Ora il nostro Enrico si trova di fronte ad una bella gatta da pelare in una campagna elettorale che, alla luce dei sondaggi, dovrebbe consegnare alla coalizione di centrodestra una maggioranza solida alle prossime elezioni. Così solida che, secondo alcune previsioni, potrebbe garantire al centrodestra una maggioranza di due terzi sia alla Camera che al Senato.
Questa diventa una questione di una certa importanza perché, sulla base dell’articolo 138 della Costituzione, una maggioranza di due terzi dei due rami del Parlamento (maggioranza qualificata), può modificare la Costituzione evitando anche l’eventuale referendum popolare che è possibile chiedere solo se la revisione passa con una maggioranza assoluta (50% +1).
Bene, di fronte a questo scenario, cosa fa il nostro Enrico? Assume lo sguardo “occhi di tigre”, che nel suo caso è uguale a quello “occhi da gatta morta”, e comincia a gridare che la democrazia è in pericolo perché se vincesse Giorgia Meloni l’Italia potrebbe prendere la strada delle “democrazie illiberali”, copiando il modello dell’ungherese Viktor Orban.
Ora, al di là di facili ironie, il discorso ha una sua importanza. La democrazia è un meccanismo che va mantenuto con cura quotidiana ed è meglio evitare certe situazioni.
Il punto, quindi, è capire se: 1) Giorgia Meloni, il suo partito e il centrodestra sono una minaccia per la democrazia? 2) Cosa potrà modificare della Costituzione il centrodestra?
Punto uno: se tutto il gruppone del centrodestra fosse una minaccia per la democrazia bisognerebbe intervenire subito e sbatterli in galera o metterli nelle condizioni di non nuocere. In realtà, per tutte le istituzioni italiane, europee e mondiali, il centrodestra ha diritto di fare politica e di concorrere alla guida del paese perché rispetta norme e regole del gioco democratico. Basti pensare che la gran parte della classe dirigente di questi partiti ha svolto, svolge e presumibilmente continuerà a svolgere ruoli politici, istituzionali e amministrativi senza che nessuno, dai presidenti della Repubblica in giù, abbia avuto alcunché da ridire. Quindi la prima obiezione non esiste: il centrodestra può piacere o non piacere, ma può e deve fare politica non rappresentando alcun pericolo per la democrazia. Non ci sarebbe neppure bisogno di dirlo se qualcuno non tirasse fuori inopportunamente, a pochi giorni del voto, la questione per evidenti motivi elettorali, cioè evitare che alcuni suoi potenziali elettori votino M5S e il duo Calenda-Renzi.
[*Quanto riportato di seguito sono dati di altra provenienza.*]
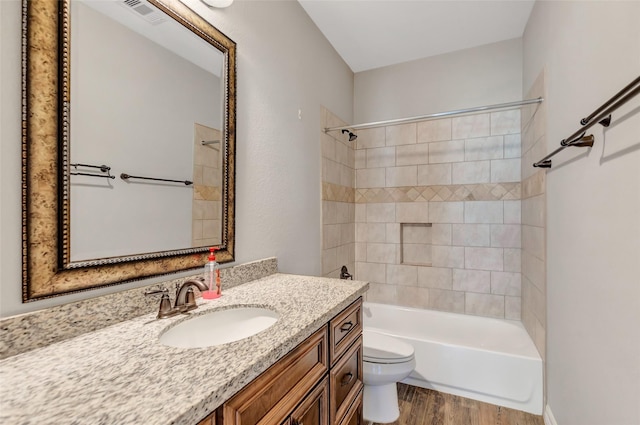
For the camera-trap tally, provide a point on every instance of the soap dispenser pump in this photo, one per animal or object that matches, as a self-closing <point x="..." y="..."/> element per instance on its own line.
<point x="211" y="276"/>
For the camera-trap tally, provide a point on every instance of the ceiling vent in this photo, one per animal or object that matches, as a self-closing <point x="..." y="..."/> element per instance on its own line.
<point x="144" y="10"/>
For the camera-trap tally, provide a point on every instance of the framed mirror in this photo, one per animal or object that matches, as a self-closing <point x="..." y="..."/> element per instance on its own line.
<point x="128" y="143"/>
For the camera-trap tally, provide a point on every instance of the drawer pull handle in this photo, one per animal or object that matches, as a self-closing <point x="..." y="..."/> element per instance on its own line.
<point x="346" y="326"/>
<point x="346" y="379"/>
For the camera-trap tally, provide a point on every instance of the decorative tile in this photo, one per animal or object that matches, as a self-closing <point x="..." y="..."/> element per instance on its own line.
<point x="440" y="193"/>
<point x="334" y="192"/>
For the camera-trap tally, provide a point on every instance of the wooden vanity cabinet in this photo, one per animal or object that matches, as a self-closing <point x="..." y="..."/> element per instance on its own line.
<point x="317" y="383"/>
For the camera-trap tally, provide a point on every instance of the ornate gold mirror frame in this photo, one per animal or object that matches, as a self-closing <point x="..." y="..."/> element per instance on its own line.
<point x="46" y="268"/>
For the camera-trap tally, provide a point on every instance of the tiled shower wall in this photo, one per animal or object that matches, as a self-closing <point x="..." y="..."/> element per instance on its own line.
<point x="534" y="146"/>
<point x="338" y="208"/>
<point x="207" y="187"/>
<point x="438" y="214"/>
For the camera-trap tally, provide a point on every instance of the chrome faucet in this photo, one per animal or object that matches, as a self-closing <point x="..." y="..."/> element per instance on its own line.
<point x="185" y="298"/>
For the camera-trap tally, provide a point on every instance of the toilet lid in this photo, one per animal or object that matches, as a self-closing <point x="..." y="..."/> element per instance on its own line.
<point x="380" y="348"/>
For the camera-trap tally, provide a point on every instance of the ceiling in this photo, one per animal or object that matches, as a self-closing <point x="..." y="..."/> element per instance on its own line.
<point x="371" y="34"/>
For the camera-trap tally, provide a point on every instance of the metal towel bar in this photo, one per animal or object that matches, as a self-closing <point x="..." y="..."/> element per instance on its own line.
<point x="601" y="116"/>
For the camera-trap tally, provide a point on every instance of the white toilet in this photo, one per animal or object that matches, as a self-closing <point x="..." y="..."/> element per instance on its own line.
<point x="386" y="361"/>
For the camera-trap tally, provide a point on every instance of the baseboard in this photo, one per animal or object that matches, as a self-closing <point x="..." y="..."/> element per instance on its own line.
<point x="548" y="416"/>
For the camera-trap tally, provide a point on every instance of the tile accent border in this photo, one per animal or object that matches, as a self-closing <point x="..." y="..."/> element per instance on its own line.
<point x="461" y="192"/>
<point x="26" y="332"/>
<point x="337" y="193"/>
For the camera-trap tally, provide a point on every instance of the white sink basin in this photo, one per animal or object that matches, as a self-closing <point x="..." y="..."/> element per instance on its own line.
<point x="219" y="327"/>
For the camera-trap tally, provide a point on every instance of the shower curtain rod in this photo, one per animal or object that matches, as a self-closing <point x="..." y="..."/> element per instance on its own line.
<point x="510" y="105"/>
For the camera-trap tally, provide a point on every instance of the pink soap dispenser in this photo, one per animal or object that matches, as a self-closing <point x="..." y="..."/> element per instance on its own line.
<point x="212" y="276"/>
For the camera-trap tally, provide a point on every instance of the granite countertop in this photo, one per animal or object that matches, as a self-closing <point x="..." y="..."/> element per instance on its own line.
<point x="122" y="374"/>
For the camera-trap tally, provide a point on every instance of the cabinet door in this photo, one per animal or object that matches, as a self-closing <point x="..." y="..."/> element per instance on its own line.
<point x="272" y="396"/>
<point x="354" y="414"/>
<point x="314" y="408"/>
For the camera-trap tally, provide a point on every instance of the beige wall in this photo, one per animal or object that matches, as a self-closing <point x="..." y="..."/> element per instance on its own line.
<point x="471" y="77"/>
<point x="593" y="205"/>
<point x="438" y="214"/>
<point x="338" y="195"/>
<point x="534" y="284"/>
<point x="284" y="65"/>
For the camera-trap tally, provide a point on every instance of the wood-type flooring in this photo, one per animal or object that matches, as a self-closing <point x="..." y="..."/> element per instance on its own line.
<point x="420" y="406"/>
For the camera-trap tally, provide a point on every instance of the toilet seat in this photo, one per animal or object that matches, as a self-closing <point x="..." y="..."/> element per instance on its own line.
<point x="384" y="349"/>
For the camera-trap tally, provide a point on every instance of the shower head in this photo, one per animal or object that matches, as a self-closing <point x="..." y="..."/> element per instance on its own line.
<point x="352" y="136"/>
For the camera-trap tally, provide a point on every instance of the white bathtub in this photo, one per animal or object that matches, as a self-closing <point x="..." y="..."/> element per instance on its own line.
<point x="489" y="360"/>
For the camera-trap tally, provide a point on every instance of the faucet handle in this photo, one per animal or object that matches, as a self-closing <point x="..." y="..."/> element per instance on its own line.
<point x="158" y="290"/>
<point x="165" y="309"/>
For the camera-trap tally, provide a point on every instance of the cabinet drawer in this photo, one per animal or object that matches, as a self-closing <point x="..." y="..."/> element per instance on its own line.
<point x="271" y="397"/>
<point x="344" y="329"/>
<point x="346" y="381"/>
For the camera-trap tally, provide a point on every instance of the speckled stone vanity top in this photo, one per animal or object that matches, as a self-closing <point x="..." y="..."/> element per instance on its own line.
<point x="122" y="374"/>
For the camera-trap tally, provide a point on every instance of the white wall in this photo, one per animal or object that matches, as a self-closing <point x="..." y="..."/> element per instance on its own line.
<point x="472" y="77"/>
<point x="591" y="50"/>
<point x="284" y="64"/>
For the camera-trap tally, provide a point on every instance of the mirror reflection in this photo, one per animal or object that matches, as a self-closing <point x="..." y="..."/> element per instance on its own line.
<point x="128" y="140"/>
<point x="145" y="94"/>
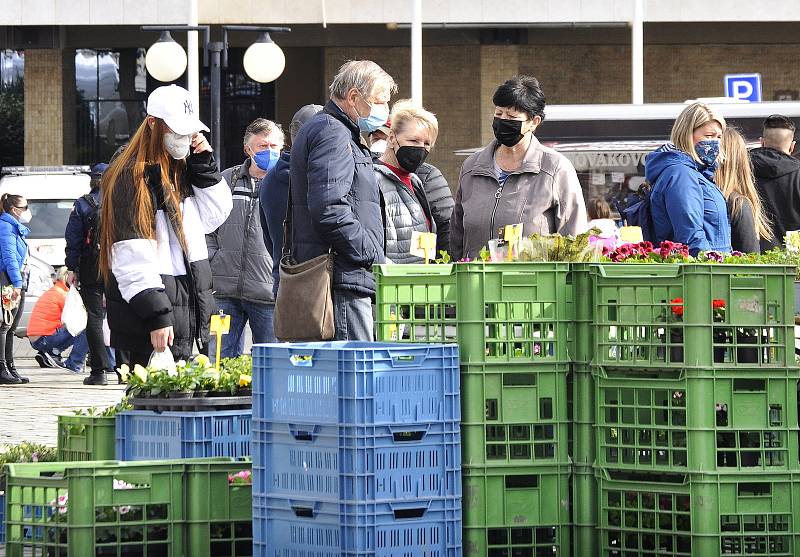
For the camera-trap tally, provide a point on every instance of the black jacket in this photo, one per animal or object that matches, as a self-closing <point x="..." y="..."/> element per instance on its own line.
<point x="153" y="283"/>
<point x="778" y="182"/>
<point x="335" y="200"/>
<point x="440" y="198"/>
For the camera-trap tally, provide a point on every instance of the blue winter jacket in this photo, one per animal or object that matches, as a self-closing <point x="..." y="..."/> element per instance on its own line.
<point x="335" y="200"/>
<point x="686" y="205"/>
<point x="13" y="247"/>
<point x="273" y="196"/>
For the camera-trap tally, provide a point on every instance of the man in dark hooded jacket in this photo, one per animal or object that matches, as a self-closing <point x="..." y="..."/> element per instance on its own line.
<point x="778" y="178"/>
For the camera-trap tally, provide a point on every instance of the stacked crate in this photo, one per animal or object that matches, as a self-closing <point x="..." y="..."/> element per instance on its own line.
<point x="696" y="411"/>
<point x="356" y="449"/>
<point x="511" y="322"/>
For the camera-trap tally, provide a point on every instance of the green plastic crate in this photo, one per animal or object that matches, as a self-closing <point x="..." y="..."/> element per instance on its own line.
<point x="518" y="511"/>
<point x="96" y="518"/>
<point x="729" y="423"/>
<point x="85" y="438"/>
<point x="514" y="415"/>
<point x="636" y="321"/>
<point x="416" y="303"/>
<point x="699" y="515"/>
<point x="219" y="516"/>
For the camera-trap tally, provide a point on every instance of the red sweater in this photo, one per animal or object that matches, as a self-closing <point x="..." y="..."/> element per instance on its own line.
<point x="46" y="314"/>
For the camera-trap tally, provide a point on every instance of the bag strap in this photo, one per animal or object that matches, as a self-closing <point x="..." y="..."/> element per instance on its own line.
<point x="286" y="250"/>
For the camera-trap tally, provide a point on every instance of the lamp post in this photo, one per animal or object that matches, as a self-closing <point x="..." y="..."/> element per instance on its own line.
<point x="263" y="62"/>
Punto due, cosa può cambiare della Costituzione un eventuale governo di centrodestra? La nostra Carta, la più bella del mondo come dicono tutti, è difficile da modificare. Giustamente. Ci sono stati molti tentativi, pochissimi riusciti. La forma repubblicana, l’unità, l’indivisibilità del nostro Paese e gli articoli fondamentali (1-12) non sono modificabili, quindi su questo punto siamo a posto. In realtà è stato modificato un articolo fondamentale (il 9) ma in senso migliorativo e nessuno ha avuto nulla da ridire. Non può essere riformato il partito fascista, e anche qui siamo a posto. Un tema di cui si è molto discusso è il rapporto Stato-Regioni, ma su questo punto la presenza della Lega in un eventuale futuro Governo impedirebbe modifiche troppo stataliste e la presenza di Fratelli d’Italia impedirebbe autonomie troppo spinte.
Alla fine della fiera si discute di un tema: il presidenzialismo.
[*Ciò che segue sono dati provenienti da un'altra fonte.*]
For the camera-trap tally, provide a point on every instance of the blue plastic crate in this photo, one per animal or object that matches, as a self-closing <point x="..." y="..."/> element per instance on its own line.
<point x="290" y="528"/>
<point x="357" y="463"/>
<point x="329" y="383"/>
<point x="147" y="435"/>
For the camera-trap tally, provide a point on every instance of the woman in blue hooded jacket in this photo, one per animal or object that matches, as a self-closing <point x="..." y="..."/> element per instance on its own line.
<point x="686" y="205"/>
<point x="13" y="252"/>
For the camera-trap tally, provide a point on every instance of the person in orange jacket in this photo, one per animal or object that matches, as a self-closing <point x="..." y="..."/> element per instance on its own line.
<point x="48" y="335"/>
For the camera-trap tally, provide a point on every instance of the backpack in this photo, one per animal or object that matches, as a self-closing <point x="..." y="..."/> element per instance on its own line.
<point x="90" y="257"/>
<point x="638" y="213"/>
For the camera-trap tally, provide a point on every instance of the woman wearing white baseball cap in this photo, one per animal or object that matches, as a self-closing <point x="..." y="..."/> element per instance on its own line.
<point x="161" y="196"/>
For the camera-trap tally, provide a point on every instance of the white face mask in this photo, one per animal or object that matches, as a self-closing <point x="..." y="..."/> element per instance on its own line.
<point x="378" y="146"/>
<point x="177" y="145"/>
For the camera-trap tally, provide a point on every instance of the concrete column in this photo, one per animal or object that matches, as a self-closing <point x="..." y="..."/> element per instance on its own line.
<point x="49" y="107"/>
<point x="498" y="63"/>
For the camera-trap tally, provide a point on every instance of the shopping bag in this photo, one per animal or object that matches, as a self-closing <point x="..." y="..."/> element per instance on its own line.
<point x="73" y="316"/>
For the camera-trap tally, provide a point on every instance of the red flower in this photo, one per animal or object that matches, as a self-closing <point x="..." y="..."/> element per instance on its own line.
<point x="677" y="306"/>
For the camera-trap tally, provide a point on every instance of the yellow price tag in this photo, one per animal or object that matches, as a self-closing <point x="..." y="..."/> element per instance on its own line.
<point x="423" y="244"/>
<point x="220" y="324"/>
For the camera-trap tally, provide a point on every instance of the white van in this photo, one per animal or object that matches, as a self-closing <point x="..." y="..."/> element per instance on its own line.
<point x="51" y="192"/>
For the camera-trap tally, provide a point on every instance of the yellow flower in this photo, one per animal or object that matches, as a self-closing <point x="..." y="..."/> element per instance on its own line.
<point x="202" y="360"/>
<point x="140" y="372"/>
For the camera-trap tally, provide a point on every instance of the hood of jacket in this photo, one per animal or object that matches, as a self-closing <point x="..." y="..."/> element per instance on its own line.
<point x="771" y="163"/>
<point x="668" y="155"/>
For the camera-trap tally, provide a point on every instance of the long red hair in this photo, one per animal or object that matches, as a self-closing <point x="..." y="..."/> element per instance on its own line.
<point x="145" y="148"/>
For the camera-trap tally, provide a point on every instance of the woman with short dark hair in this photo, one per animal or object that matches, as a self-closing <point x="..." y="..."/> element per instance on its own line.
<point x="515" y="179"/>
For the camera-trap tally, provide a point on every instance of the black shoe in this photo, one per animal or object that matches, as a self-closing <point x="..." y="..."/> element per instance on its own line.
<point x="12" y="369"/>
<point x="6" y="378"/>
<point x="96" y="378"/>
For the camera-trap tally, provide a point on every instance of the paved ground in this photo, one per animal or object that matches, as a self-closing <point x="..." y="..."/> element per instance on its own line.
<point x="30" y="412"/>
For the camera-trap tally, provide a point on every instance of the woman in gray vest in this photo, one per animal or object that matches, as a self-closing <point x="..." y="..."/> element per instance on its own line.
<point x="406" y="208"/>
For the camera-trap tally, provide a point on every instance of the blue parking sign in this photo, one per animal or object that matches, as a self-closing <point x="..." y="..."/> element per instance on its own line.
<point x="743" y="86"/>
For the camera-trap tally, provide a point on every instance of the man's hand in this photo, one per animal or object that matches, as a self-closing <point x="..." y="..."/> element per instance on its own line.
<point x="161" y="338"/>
Grandi stati democratici hanno regimi presidenziali o semipresidenziali, in Italia abbiamo due istituzioni come i Comuni e le Regioni che potrebbero essere visti come modelli di un’eventuale forma di presidenzialismo (il “sindaco d’Italia”, il “governatore d’Italia” sono le formule usate). Qui la discussione e il giudizio diventano complessi. Il mio parere è che bisognerebbe evitare la concentrazione di troppi poteri in una sola persona. La realtà però ci dice che abbiamo già imboccato questa strada. La politica è sempre più incentrata sui (presunti) leader. Le esperienze degli ultimi decenni parlano di un presidenzialismo di fatto. Pensate a Berlusconi, Prodi, Monti, Renzi, Conte e soprattutto Draghi. Nei fatti il governo amministra e legifera e il parlamento ratifica, il suo ruolo principale è concedere o meno la fiducia alle proposte dell’esecutivo. Insomma, siamo un pezzo avanti sul presidenzialismo, anche se questo presidenzialismo di fatto non garantisce ancora la stabilità dei governi.
L’esigenza di prendere decisioni rapide ha portato a questo stato di fatto. Anche in questo caso può piacere o no, ma si marcia sempre più verso questa strada e, in caso di riforma, ci vuole l’accortezza di mettere i giusti paletti per evitare il pericolo “donna/uomo troppo forte”. Su questo punto si potrebbero registrate tentazioni autoritaritare e si sono già registrate, basti pensare che recentemente, per lunghi mesi, ci sono state negate alcune libertà fondamentali. E’ un problema delle democrazie moderne di non semplice soluzione. Bisogna essere veloci, autoritari, con governi stabili ed efficienti o si deve marciare più lenti, sentendo tutti ma con meno stabilità ed efficacia? Per me l’ipotesi due tutta la vita, ma io non faccio testo. Invece sembra che nel Paese la soluzione uno sia più gradita. La discussione politica serve a risolvere problemi come questo.
Il futuro presidente del Consiglio e i ministri dovranno passare il vaglio del presidente Mattarella e poi giurare sulla Costituzione e se la vorranno cambiare dovranno superare paletti molto robusti e vincere sensibilità molto forti. Per i prossimi mesi il futuro governo dovrà tentare di risolvere le conseguenze di problemi internazionali ed economici così forti che avrà poco tempo per riforme costituzionali il cui iter dura anni.
Se poi il timore è quello di una svolta autoritaria sui mezzi d’informazione personalmente sono abbastanza tranquillo. Un giro di vite come in Ungheria sui media è difficile da mettere in atto in Italia. La vittoria del centrodestra ridarà slancio e forza ai mezzi d’informazione vicini al centrosinistra e farà venire meno quell’autocensura di alcuni formidabili colleghi che si getteranno con maestria nel trovare anche la più piccola magagna di un eventuale governo di centrodestra.
Insomma, la nostra è una bella, sana e incasinata democrazia, nata dal sangue e dai sacrifici dei nostri nonni e padri. Ma non facciamola troppo tetra, è fatta anche di risate, allegria, cultura, canzoni e preghiere. Se dopo 75 anni dovessimo rifare tutto da capo vorrebbe dire che siamo proprio dei pataca.